We don’t know what happens with the rest of the story. Does the elder son go in? Do the brothers heal their relationship? Does the younger son leave again to pursue the world of pleasure? The bible doesn’t say.

Rembrandt shows the elder son joining the party. But he stands in fierce judgment. He is on the right hand side with a  clear separation from the father and younger son. Straight and erect, just like his life. Rembrandt also adds a stick in his hand. Probably representing someone with discipline and punishment in their mind.

What is also striking is how Rembrandt showed their age. As the elder son, he was probably not much more than maybe 10 years older than the younger. If that much. But Rembrandt shows the elder show much older. Could it be that a sour, resent filled heart can age you more than hard living and decadence? A hard life on the inside is more stress to a person than a hard life on the outside?

I suppose I have spent a lot of my life as the Elder Son. Though I am an only child. Harboring anger, and jealousy. It weighs on you, and I guess indirectly it ends up weighing on others. When I begin to talk about how someone else has it better, or how I have been slighted, when everyone is seen as a competitor, or how I was a victim, lamenting about the past, or how great I am yet I am not noticed – all I am doing is being the Elder Son. Low self-esteem is not a virtue

Maybe someday I will be like the Father. A person who understands that relationships are messy. That as I make myself available to the world that I am going to get hurt (often by those closest to me). Like the father I hope to be loving, forgiving, able to celebrate, patient, longsuffering, humble and welcoming.

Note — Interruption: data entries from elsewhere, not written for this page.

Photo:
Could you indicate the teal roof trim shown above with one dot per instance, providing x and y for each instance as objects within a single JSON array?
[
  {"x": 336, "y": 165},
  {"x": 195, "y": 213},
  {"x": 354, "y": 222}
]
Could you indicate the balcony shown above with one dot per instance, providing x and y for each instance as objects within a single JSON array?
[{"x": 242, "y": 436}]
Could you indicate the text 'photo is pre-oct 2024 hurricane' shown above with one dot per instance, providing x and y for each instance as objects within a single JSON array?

We have a choice to listen to the father (God) and come to the party or stay resentful like the Elder Son


One thought on “Refusing To Join The Party

  1. Yes indeed it is sobering to examine both sons in this story.
    I like calling the story -“The Loving Father” instead of the traditional Prodigal Son. I guess, really three men to examine in the story.
    I remember this drama played out in a worship service years ago. To this day the drama impacts me. The man who played the father (who I thought was old at the time, but probably younger than me) actually had a younger son who was a prodigal and played that role in the drama. Moving and still a vivid memory for me 30 years later.